David Price to the Boston Red Sox
Credit: Ray Carlin-USA TODAY Sports
The David Price signing was a good thing and a bad thing for the St. Louis Cardinals. On the one hand, it means Price is not in the National League. The Boston Red Sox aren’t even on the St. Louis Cardinals schedule next year.
On the other hand, it created an insane market for starting pitching. Price signed a 7-year, $217 million deal with the Sox. From MLB.com:
"Price’s contract was the largest ever awarded to a pitcher, just edging out the $215 million extension Clayton Kershaw signed with the Dodgers and the $210 million contract Max Scherzer signed with the Nationals. The average annual value of $31 million per season tied the Tigers’ Miguel Cabrera for the largest deal in history, regardless of position. Zack Greinke‘s reported deal with the D-backs on Friday night is likely to eclipse that average annual value."

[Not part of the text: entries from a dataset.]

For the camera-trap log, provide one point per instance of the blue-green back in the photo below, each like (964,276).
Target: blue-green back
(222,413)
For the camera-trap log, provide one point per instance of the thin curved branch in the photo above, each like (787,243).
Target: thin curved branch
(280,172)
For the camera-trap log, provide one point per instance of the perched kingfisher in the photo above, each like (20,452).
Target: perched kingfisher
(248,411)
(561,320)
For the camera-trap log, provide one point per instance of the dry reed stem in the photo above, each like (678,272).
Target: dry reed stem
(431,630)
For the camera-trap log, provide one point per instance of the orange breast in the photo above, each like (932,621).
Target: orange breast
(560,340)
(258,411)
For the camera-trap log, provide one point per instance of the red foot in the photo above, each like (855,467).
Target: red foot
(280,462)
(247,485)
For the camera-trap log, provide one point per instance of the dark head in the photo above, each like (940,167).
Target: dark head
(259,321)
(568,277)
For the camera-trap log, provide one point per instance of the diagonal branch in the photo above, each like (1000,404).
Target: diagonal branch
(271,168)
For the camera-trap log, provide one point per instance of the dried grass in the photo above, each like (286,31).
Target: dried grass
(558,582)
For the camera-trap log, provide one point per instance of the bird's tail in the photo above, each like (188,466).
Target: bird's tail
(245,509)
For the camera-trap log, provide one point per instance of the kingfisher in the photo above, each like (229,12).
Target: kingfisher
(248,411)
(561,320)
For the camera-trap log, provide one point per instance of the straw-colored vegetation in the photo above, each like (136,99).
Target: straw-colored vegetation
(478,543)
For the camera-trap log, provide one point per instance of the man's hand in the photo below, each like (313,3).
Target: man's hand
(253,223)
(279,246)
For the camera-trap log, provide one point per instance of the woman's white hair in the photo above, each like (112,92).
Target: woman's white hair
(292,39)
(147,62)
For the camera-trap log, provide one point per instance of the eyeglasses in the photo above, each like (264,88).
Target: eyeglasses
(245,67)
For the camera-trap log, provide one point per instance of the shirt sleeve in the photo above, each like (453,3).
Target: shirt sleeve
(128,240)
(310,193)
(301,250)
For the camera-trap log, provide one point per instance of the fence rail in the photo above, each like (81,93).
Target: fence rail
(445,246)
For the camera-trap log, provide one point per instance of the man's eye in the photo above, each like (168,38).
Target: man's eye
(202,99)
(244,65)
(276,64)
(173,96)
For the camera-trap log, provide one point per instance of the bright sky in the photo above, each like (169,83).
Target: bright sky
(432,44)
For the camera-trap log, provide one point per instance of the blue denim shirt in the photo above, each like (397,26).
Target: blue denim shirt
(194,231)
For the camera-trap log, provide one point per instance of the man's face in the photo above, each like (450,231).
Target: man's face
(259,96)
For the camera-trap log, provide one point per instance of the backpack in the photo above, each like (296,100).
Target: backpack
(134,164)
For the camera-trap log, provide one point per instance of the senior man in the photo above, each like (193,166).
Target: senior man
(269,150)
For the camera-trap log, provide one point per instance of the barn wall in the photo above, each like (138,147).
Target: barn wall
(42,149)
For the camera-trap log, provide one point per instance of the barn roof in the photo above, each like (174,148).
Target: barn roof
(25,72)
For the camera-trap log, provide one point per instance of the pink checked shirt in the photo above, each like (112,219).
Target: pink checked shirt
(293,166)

But it’s not the money that impacts the St. Louis Cardinals. It’s the years. Given the injuries and arm strength dropoff inherent to big league pitchers, the contract length simply isn’t rational. Price, who is already 30, has two, maybe three Price-like years left. For the St. Louis Cardinals and every other team, this deal adds pressure to give a starter like Johnny Cueto and even Mike Leake, who’s piquing interest around the league thanks to his experience relative to his young age, at least five years. Probably more.
On behalf of the St. Louis Cardinals, I say thanks a lot, Dave Dombrowski.